Proposition FF initially funded the HSMA program by taxing households with annual incomes exceeding $300,000. Proposition MM would increase taxes on those households by reducing the state deduction limit to $1,000 for single filers and $2,000 for joint filers, thereby raising an estimated additional $95 million per year for the program.  

It is worth noting that, according to the Colorado Department of Revenue, Coloradans earning over $200,000 annually (8.4 percent of households) already paid 48 percent of the state’s income tax in 2020, before the HSMA was even created.  

Legislators also added an amendment to Proposition MM during the state’s 2025 special session to direct some of the HSMA funding to the Supplemental Nutrition Assistance Program (SNAP) in light of program changes caused by the federal One Big Beautiful Bill Act (OBBBA).  

OBBBA’s changes to the SNAP program were expected to immediately reduce enrollment and increase costs if the state desired to maintain its current obligations to the program.
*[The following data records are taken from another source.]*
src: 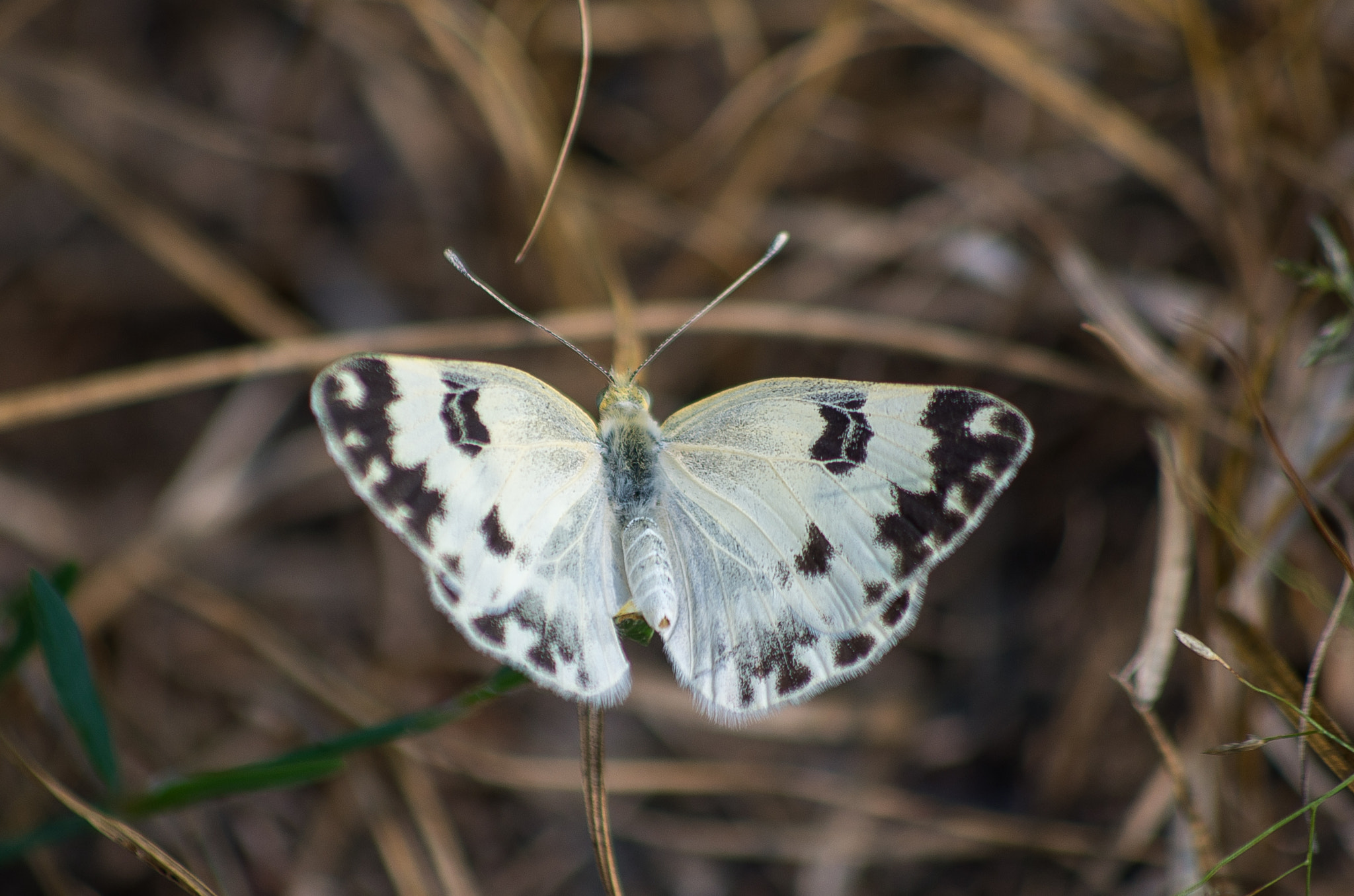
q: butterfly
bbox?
[311,241,1032,724]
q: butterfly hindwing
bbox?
[658,379,1031,720]
[311,355,629,704]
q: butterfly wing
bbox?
[657,379,1032,722]
[311,355,629,705]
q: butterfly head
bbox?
[597,371,653,418]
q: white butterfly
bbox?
[311,245,1032,723]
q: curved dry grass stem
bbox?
[578,704,621,896]
[0,732,217,896]
[0,302,1152,431]
[514,0,592,264]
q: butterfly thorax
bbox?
[597,379,660,525]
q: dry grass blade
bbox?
[0,302,1132,430]
[514,0,592,264]
[143,568,1103,856]
[879,0,1218,233]
[0,87,311,338]
[578,704,621,896]
[0,733,216,896]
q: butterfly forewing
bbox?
[311,355,629,702]
[658,379,1031,720]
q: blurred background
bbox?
[0,0,1354,896]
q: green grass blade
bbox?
[279,666,527,761]
[0,594,38,681]
[0,813,93,865]
[0,665,527,862]
[28,570,118,790]
[0,563,80,681]
[119,757,342,817]
[1175,774,1354,896]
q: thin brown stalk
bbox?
[0,302,1152,431]
[348,758,434,896]
[165,568,1103,856]
[1217,341,1354,578]
[1120,424,1194,706]
[1115,677,1221,869]
[1217,609,1354,781]
[387,750,482,896]
[879,0,1218,233]
[1297,496,1354,803]
[0,87,313,338]
[0,732,216,896]
[578,704,621,896]
[514,0,592,264]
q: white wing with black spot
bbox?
[311,355,629,705]
[657,379,1032,722]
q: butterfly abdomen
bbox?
[620,517,677,635]
[597,383,677,635]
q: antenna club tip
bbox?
[442,249,466,274]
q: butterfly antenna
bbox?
[443,249,614,382]
[636,230,789,376]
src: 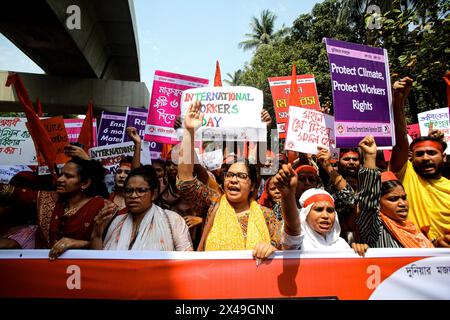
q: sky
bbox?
[0,0,321,93]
The changes to SNAP that most significantly impact the state budget include increased state administrative costs and a higher state benefit share, both due to the program’s high payment error rate. 

Because the $95 million expected to be raised by MM would exceed the current program’s $56 million shortfall, it is unsurprising that the state would desire to utilize extra HSMA funds to cover the increasing costs associated with SNAP.